Since a basic TTS engine interface does not support speed, pitch, or punctuation levels, you should tell SpeechHub to provide these features in the engine.properties file. Your properties file should look like:
engine.package.version=0.1.0
engine.protocol=stdio.native
engine.protocol.version=1.0
engine.use.sonic=true
engine.use.sonic.pitch=true
engine.supports.punctuation=false
engine.supports.ssml=false
Once you have a basic engine interface working, you might want to enable some more advanced TTS synthesizer features. The file espeak_engine.c is meant to be a good example of a full featured engine.
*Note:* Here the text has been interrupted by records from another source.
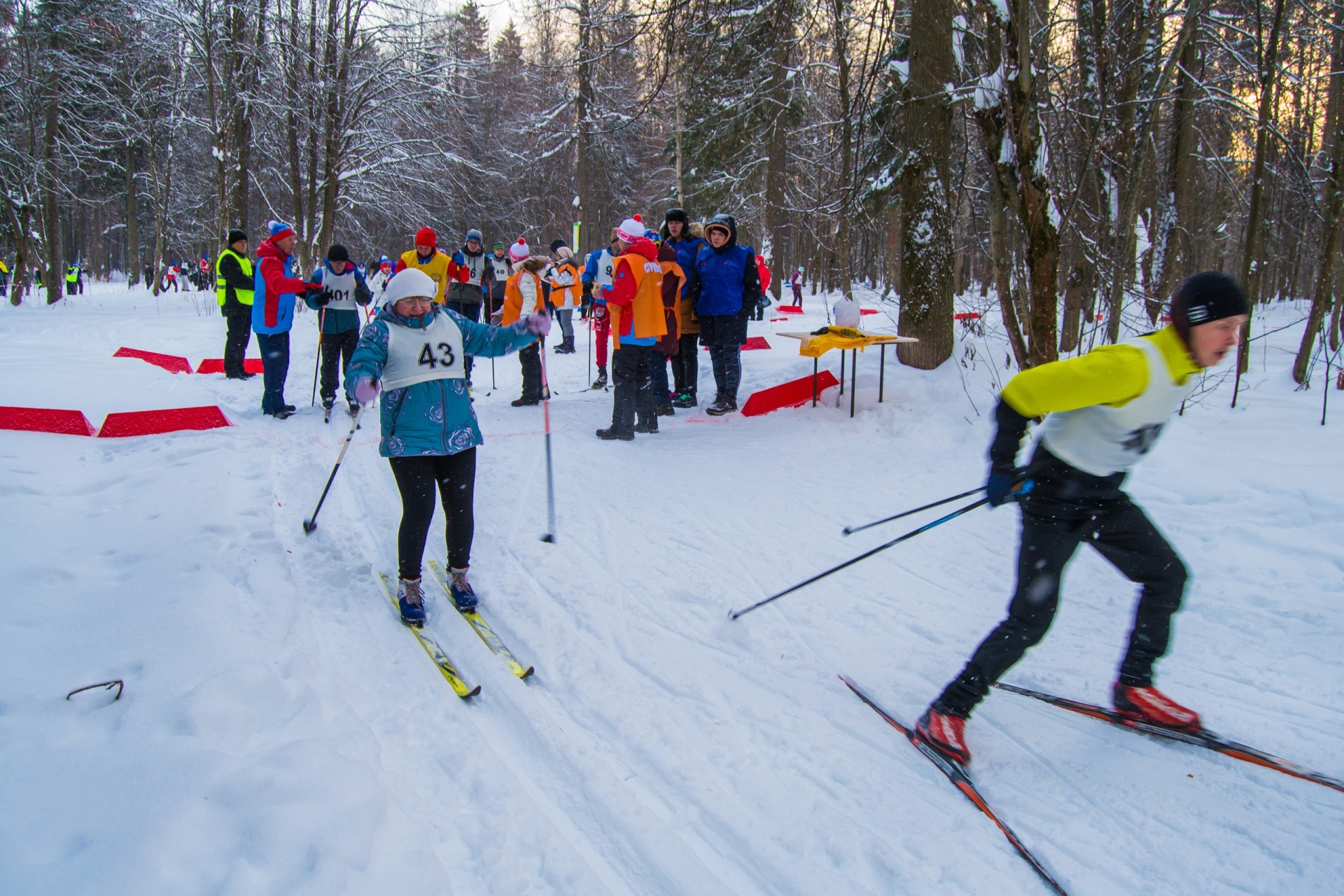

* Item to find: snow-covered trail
[0,290,1344,895]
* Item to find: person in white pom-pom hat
[596,215,668,442]
[500,237,550,407]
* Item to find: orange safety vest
[500,267,542,326]
[606,253,668,348]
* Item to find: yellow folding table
[777,326,919,416]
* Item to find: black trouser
[934,447,1185,716]
[257,330,289,414]
[517,342,542,402]
[323,328,359,407]
[444,295,489,383]
[387,447,476,579]
[225,304,251,376]
[710,344,742,402]
[672,333,700,398]
[612,342,663,435]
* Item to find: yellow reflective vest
[215,248,253,307]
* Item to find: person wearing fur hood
[500,237,550,407]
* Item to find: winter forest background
[0,0,1344,382]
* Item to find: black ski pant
[612,342,663,435]
[517,341,542,402]
[934,447,1185,718]
[672,333,700,398]
[444,295,489,384]
[225,304,251,376]
[387,447,476,579]
[323,328,359,407]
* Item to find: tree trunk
[897,0,955,370]
[1293,0,1344,388]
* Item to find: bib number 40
[419,342,457,371]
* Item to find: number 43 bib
[383,312,466,390]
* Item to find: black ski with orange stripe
[840,676,1068,896]
[995,681,1344,791]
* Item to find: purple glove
[355,376,382,405]
[523,312,551,336]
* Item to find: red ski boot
[916,706,970,766]
[1112,681,1201,731]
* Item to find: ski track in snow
[0,286,1344,896]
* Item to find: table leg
[878,342,887,405]
[849,349,859,418]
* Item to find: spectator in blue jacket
[345,267,551,626]
[688,214,761,416]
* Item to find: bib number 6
[419,342,457,371]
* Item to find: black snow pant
[225,304,251,376]
[934,446,1185,718]
[444,297,491,384]
[672,333,700,398]
[612,342,663,435]
[323,328,359,407]
[387,447,476,579]
[517,342,542,402]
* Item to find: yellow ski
[428,560,536,678]
[378,573,481,700]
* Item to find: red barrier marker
[0,407,94,435]
[98,405,228,440]
[742,371,840,416]
[111,346,191,373]
[196,357,266,373]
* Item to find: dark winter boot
[447,570,476,612]
[672,392,697,407]
[916,706,970,766]
[704,395,738,416]
[1112,681,1200,731]
[396,579,425,629]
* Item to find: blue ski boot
[396,579,425,629]
[447,570,476,612]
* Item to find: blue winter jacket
[692,243,760,317]
[345,305,536,456]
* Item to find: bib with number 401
[383,310,466,390]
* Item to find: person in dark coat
[688,214,761,416]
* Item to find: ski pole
[312,305,327,407]
[843,486,985,535]
[304,405,364,535]
[729,489,989,620]
[538,340,555,544]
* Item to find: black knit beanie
[1172,270,1250,345]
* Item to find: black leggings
[934,447,1185,718]
[387,447,476,579]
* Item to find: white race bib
[383,310,466,390]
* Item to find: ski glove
[355,376,382,405]
[523,312,551,336]
[985,470,1036,507]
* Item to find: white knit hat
[383,267,438,305]
[615,215,648,243]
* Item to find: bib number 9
[419,342,457,371]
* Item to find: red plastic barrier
[0,407,94,435]
[742,371,840,416]
[98,405,228,440]
[196,357,266,373]
[111,346,191,373]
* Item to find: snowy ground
[0,288,1344,896]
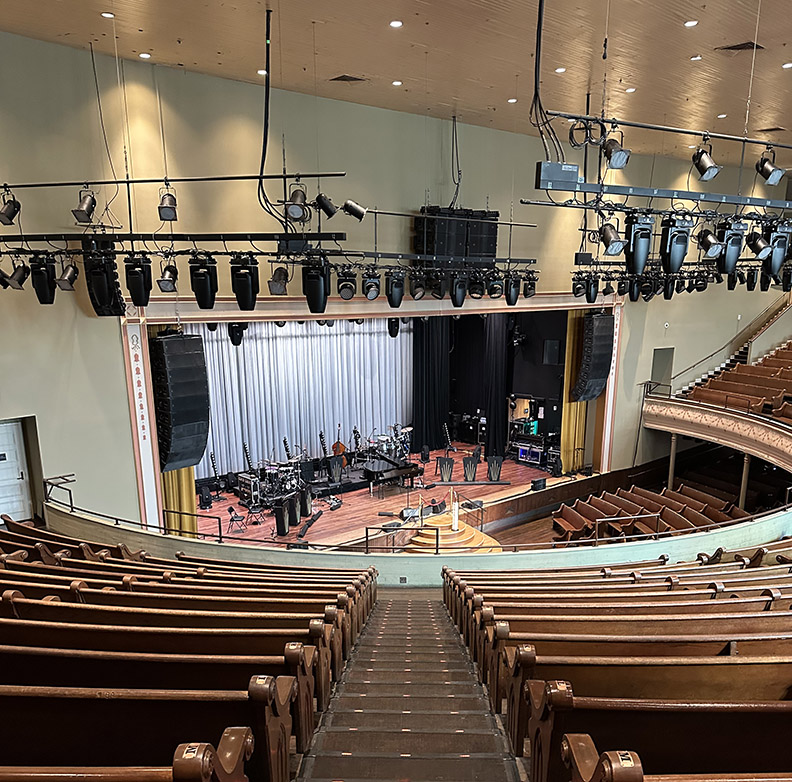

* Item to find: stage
[193,443,552,546]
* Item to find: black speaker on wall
[572,312,613,402]
[149,334,209,472]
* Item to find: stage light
[341,199,368,221]
[660,213,696,274]
[624,212,654,274]
[285,188,311,223]
[585,274,599,304]
[30,253,56,304]
[410,272,426,301]
[229,253,261,312]
[756,153,786,187]
[315,193,338,220]
[451,274,468,307]
[124,253,153,307]
[189,253,217,310]
[72,190,96,225]
[385,272,404,309]
[267,266,289,296]
[715,219,748,274]
[157,187,178,223]
[693,144,723,182]
[362,269,380,301]
[602,137,630,169]
[336,269,357,301]
[504,274,520,307]
[55,263,80,291]
[0,191,22,225]
[157,263,179,293]
[228,323,247,348]
[599,223,627,256]
[302,262,330,314]
[696,228,725,260]
[745,231,773,261]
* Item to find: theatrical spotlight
[157,263,179,293]
[451,274,468,307]
[30,253,56,304]
[624,212,654,274]
[756,147,786,186]
[660,213,696,274]
[286,188,311,223]
[124,253,152,307]
[0,190,22,225]
[157,185,178,223]
[361,267,380,301]
[302,261,330,315]
[336,268,357,301]
[715,219,748,274]
[189,253,217,310]
[504,274,520,307]
[229,253,261,312]
[267,266,289,296]
[602,136,630,168]
[341,199,368,221]
[410,272,426,301]
[72,190,96,225]
[385,272,404,310]
[696,228,724,260]
[314,193,338,220]
[55,263,80,291]
[599,223,627,256]
[693,139,723,182]
[228,323,247,348]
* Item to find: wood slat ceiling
[0,0,792,161]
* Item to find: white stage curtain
[184,318,413,478]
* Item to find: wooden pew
[0,728,253,782]
[0,676,295,782]
[526,680,792,782]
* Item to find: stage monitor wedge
[572,312,613,402]
[149,334,209,472]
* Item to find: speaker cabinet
[572,312,613,402]
[150,334,209,472]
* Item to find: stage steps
[298,598,519,782]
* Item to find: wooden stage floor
[198,443,548,546]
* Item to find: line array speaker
[150,334,209,472]
[572,312,613,402]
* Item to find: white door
[0,421,33,521]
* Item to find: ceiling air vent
[715,41,764,52]
[330,73,368,82]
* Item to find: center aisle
[299,593,519,782]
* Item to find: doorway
[0,421,33,521]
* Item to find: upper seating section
[0,517,377,782]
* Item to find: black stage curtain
[482,314,509,456]
[412,318,451,452]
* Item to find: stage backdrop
[184,318,413,478]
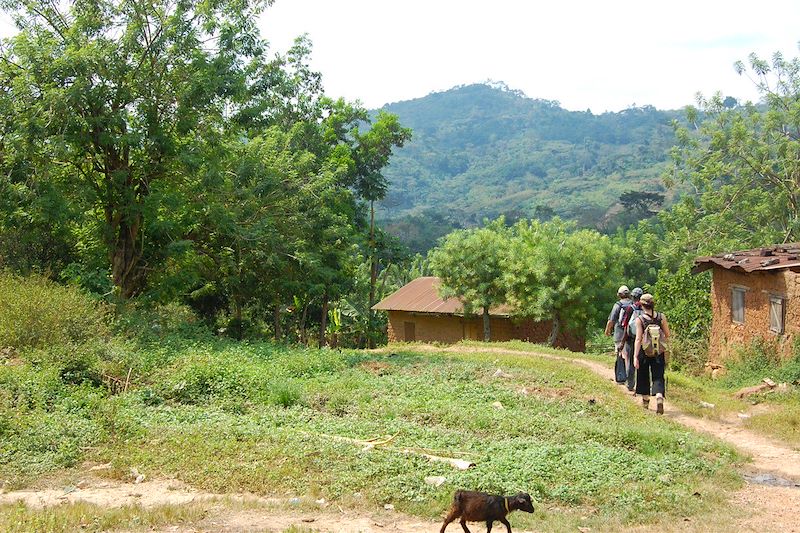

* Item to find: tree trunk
[272,303,283,342]
[547,315,561,346]
[367,201,378,348]
[319,291,328,348]
[109,214,142,300]
[300,302,308,344]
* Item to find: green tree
[429,217,508,341]
[665,49,800,249]
[0,0,280,298]
[502,218,622,345]
[354,111,411,348]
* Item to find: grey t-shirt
[608,298,633,342]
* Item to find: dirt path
[6,345,800,533]
[410,345,800,483]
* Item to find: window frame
[769,294,786,335]
[731,285,748,324]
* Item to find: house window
[769,296,786,335]
[731,287,746,324]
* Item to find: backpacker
[617,301,633,339]
[626,305,644,339]
[639,313,669,357]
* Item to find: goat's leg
[439,510,458,533]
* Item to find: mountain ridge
[378,82,682,251]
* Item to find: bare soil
[0,346,800,533]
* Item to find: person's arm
[661,315,669,339]
[605,302,620,337]
[633,317,644,370]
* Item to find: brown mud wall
[388,311,586,352]
[709,268,800,363]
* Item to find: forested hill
[379,84,682,251]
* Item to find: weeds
[0,271,110,350]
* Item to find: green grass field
[0,340,740,530]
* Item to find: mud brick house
[692,243,800,362]
[372,277,586,351]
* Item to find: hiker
[633,294,669,415]
[620,287,644,392]
[605,285,633,383]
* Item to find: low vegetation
[0,272,752,530]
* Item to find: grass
[0,503,208,533]
[0,334,739,530]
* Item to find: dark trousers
[625,339,636,391]
[636,349,666,396]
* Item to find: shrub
[670,335,708,376]
[0,272,110,349]
[115,302,211,341]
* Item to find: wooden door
[403,322,417,342]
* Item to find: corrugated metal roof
[372,276,512,316]
[692,243,800,274]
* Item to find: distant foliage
[381,84,681,251]
[0,272,110,350]
[654,264,711,339]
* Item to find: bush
[0,272,111,349]
[670,335,708,376]
[115,302,211,341]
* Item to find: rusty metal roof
[692,243,800,274]
[372,276,512,316]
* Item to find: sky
[0,0,800,113]
[259,0,800,113]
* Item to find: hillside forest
[0,0,800,360]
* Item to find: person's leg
[650,355,666,415]
[626,342,636,392]
[636,350,650,409]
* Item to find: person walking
[623,287,644,392]
[605,285,633,383]
[633,294,670,415]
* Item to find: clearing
[0,345,800,533]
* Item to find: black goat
[439,490,533,533]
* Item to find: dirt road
[0,346,800,533]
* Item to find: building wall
[388,311,585,351]
[709,267,800,363]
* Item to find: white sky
[260,0,800,113]
[0,0,800,113]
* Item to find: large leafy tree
[663,53,800,254]
[503,218,622,345]
[0,0,282,297]
[430,217,508,341]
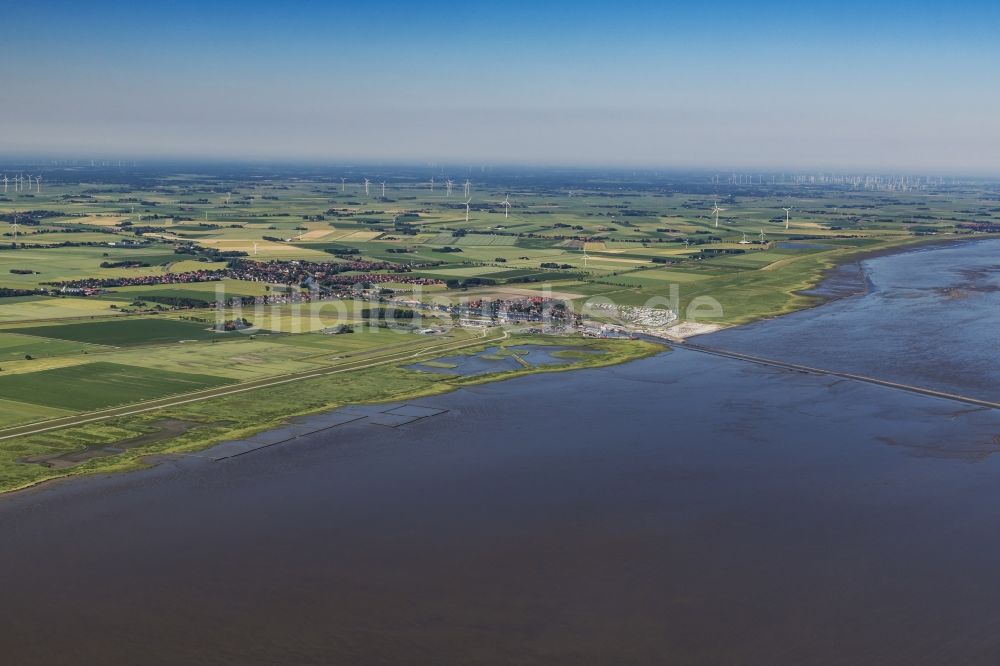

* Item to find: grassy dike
[0,335,664,493]
[680,235,976,327]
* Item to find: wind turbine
[712,201,726,229]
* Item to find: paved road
[0,329,510,441]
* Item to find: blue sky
[0,0,1000,173]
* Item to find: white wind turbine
[712,201,726,229]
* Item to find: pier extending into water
[671,342,1000,409]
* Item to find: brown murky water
[0,241,1000,666]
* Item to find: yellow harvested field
[589,257,650,264]
[73,215,127,227]
[298,229,337,241]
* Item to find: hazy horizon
[0,0,1000,175]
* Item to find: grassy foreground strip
[0,332,663,492]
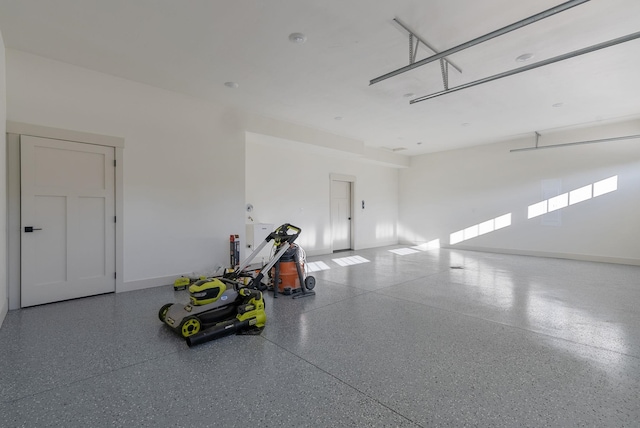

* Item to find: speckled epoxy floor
[0,247,640,427]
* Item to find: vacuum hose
[186,319,251,347]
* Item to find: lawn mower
[158,223,315,346]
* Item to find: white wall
[2,50,245,289]
[245,134,398,255]
[0,28,9,326]
[399,120,640,264]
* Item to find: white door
[20,135,116,307]
[331,180,351,251]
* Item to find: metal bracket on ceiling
[393,18,462,91]
[369,0,591,85]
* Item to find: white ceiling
[0,0,640,155]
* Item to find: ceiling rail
[409,31,640,104]
[509,132,640,153]
[369,0,590,85]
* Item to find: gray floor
[0,247,640,427]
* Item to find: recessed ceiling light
[289,33,307,45]
[516,53,533,62]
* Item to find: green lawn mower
[158,277,267,346]
[158,223,315,346]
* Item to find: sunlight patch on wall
[333,256,369,266]
[307,262,331,272]
[411,239,440,251]
[449,213,511,245]
[389,248,420,256]
[527,175,618,219]
[376,223,395,240]
[593,175,618,198]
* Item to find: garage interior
[0,0,640,427]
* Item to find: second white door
[20,135,115,307]
[331,180,351,251]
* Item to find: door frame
[329,173,357,253]
[7,121,124,310]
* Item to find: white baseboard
[116,275,175,293]
[442,245,640,266]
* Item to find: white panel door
[331,180,351,251]
[20,135,115,307]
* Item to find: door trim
[7,121,124,310]
[329,173,358,253]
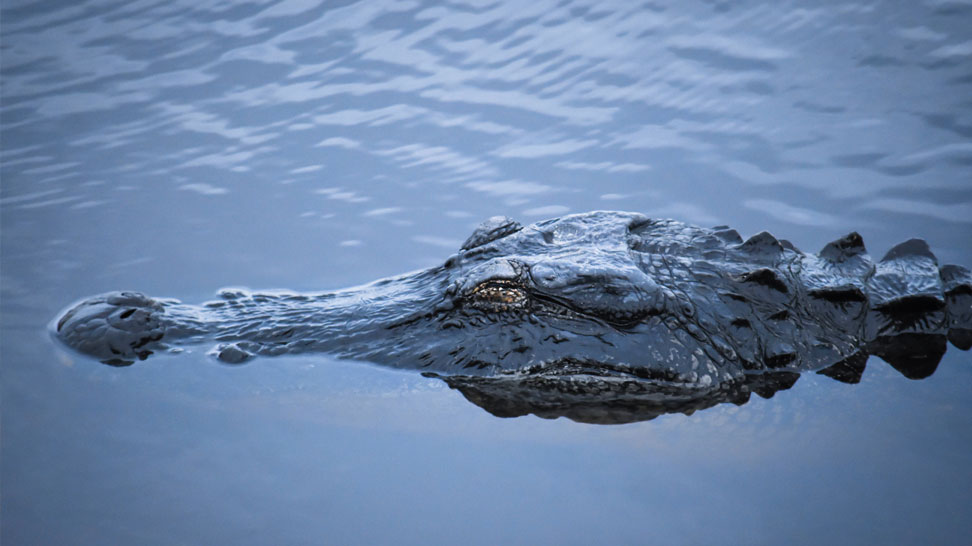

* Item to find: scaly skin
[55,212,972,420]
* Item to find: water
[0,0,972,544]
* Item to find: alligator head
[55,212,972,420]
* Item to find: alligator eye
[469,281,527,305]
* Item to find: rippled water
[0,0,972,544]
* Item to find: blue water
[0,0,972,545]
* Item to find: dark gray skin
[54,212,972,422]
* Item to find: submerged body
[55,211,972,420]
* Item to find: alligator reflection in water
[54,212,972,422]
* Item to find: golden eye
[470,281,527,305]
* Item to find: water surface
[0,0,972,544]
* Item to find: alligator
[52,211,972,422]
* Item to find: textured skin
[56,212,972,422]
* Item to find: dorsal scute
[938,264,972,294]
[820,231,867,263]
[462,216,523,250]
[868,239,944,308]
[739,231,783,256]
[881,239,938,265]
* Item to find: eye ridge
[470,280,529,305]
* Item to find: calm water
[0,0,972,545]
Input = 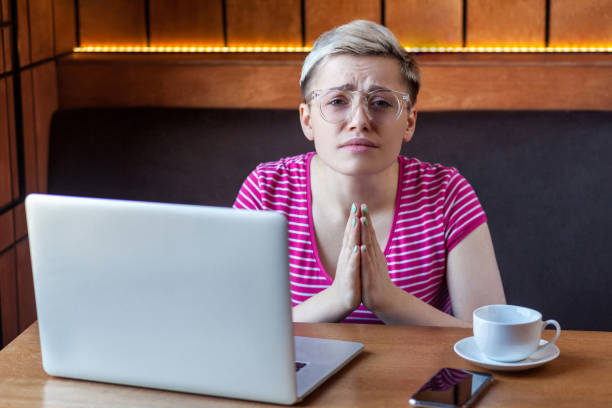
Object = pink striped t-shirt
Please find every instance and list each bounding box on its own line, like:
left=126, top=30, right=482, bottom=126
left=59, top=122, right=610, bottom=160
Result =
left=234, top=152, right=486, bottom=323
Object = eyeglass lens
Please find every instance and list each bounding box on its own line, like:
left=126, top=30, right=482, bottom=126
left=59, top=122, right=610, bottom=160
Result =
left=320, top=90, right=402, bottom=123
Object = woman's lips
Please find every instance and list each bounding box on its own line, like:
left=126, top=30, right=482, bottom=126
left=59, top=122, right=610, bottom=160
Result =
left=342, top=145, right=376, bottom=153
left=340, top=138, right=378, bottom=153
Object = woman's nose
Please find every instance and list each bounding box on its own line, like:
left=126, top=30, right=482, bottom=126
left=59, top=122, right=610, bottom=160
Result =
left=349, top=96, right=372, bottom=129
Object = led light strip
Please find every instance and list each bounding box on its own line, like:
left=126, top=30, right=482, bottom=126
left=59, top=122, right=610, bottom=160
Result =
left=73, top=45, right=612, bottom=53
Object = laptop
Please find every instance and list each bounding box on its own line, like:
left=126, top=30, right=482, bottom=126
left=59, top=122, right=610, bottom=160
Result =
left=26, top=194, right=363, bottom=405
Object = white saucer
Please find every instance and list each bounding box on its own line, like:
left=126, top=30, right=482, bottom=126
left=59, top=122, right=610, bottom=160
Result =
left=454, top=337, right=561, bottom=371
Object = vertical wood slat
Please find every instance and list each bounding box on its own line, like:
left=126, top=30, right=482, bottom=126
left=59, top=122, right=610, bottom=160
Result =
left=78, top=0, right=147, bottom=46
left=550, top=0, right=612, bottom=47
left=0, top=0, right=11, bottom=22
left=21, top=69, right=39, bottom=194
left=13, top=202, right=28, bottom=241
left=149, top=0, right=223, bottom=46
left=0, top=248, right=19, bottom=345
left=2, top=27, right=13, bottom=72
left=29, top=0, right=54, bottom=63
left=15, top=239, right=36, bottom=332
left=305, top=0, right=382, bottom=46
left=17, top=0, right=32, bottom=66
left=226, top=0, right=302, bottom=46
left=0, top=29, right=5, bottom=74
left=385, top=0, right=463, bottom=47
left=0, top=210, right=15, bottom=252
left=0, top=78, right=13, bottom=207
left=32, top=61, right=58, bottom=193
left=53, top=0, right=76, bottom=55
left=6, top=75, right=19, bottom=200
left=466, top=0, right=546, bottom=47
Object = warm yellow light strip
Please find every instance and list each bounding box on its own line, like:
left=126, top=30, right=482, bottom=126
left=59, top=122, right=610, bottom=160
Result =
left=404, top=46, right=612, bottom=53
left=73, top=45, right=612, bottom=53
left=73, top=45, right=312, bottom=53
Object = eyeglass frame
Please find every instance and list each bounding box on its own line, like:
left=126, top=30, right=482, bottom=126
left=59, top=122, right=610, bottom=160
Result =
left=306, top=88, right=412, bottom=124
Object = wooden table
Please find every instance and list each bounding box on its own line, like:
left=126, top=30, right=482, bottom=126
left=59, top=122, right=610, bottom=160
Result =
left=0, top=323, right=612, bottom=408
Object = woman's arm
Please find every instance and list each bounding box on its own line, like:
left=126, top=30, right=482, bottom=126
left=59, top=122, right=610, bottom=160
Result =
left=446, top=223, right=506, bottom=322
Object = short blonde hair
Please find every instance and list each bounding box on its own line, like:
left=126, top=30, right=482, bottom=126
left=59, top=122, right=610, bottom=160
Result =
left=300, top=20, right=421, bottom=105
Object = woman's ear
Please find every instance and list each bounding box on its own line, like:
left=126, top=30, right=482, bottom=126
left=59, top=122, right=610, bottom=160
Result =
left=404, top=108, right=417, bottom=143
left=300, top=103, right=314, bottom=142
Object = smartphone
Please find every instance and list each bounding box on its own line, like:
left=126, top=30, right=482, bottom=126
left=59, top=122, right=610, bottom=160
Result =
left=410, top=368, right=493, bottom=408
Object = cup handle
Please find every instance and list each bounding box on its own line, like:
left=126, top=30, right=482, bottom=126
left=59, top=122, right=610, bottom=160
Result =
left=537, top=319, right=561, bottom=351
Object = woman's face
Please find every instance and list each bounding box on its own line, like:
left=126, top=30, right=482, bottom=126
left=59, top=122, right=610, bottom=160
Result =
left=300, top=55, right=416, bottom=175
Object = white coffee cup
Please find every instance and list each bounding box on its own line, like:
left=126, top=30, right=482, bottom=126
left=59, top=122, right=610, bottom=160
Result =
left=473, top=305, right=561, bottom=362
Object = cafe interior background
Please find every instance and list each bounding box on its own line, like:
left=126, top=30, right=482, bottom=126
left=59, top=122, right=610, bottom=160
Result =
left=0, top=0, right=612, bottom=348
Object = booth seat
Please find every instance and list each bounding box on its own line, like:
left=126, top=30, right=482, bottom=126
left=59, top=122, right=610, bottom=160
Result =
left=48, top=108, right=612, bottom=331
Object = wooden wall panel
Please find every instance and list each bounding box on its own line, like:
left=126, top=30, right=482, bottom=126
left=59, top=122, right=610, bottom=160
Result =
left=0, top=248, right=19, bottom=345
left=0, top=78, right=13, bottom=207
left=2, top=27, right=13, bottom=72
left=15, top=239, right=36, bottom=332
left=33, top=61, right=57, bottom=193
left=385, top=0, right=463, bottom=46
left=21, top=69, right=38, bottom=194
left=0, top=29, right=5, bottom=74
left=149, top=0, right=224, bottom=46
left=58, top=56, right=301, bottom=109
left=17, top=0, right=32, bottom=66
left=53, top=0, right=76, bottom=55
left=226, top=0, right=302, bottom=46
left=0, top=210, right=15, bottom=252
left=58, top=55, right=612, bottom=111
left=0, top=0, right=11, bottom=22
left=78, top=0, right=147, bottom=45
left=466, top=0, right=546, bottom=47
left=29, top=0, right=54, bottom=62
left=13, top=202, right=28, bottom=241
left=5, top=75, right=19, bottom=200
left=305, top=0, right=382, bottom=46
left=417, top=63, right=612, bottom=110
left=550, top=0, right=612, bottom=47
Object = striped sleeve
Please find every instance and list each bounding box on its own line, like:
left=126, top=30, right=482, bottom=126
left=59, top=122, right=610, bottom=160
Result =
left=233, top=169, right=264, bottom=210
left=444, top=169, right=487, bottom=252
Even so, it's less than 200 lines of code. Features you can add are:
speech rate control
pitch control
punctuation level
SSML support
voice variants
Simply fill out the stub functions to support any or all of these features, and modify your engine.properties file to indicate the support.
SpeechHub will automatically detect and run your TTS engine provided it uses the same directory structure as the other TTS engines. Typically, you put your engine in the sh/engine directory which exists in the SpeechHub installation directory. You should look at the espeak-0.1.0 directory for an example of what you need. The sh subdirectory must exist and contain the engine.properties file. There should be an stdio-w for Windows support, and stdio-l and optionally stdio-l64 for 64-bit Linux support.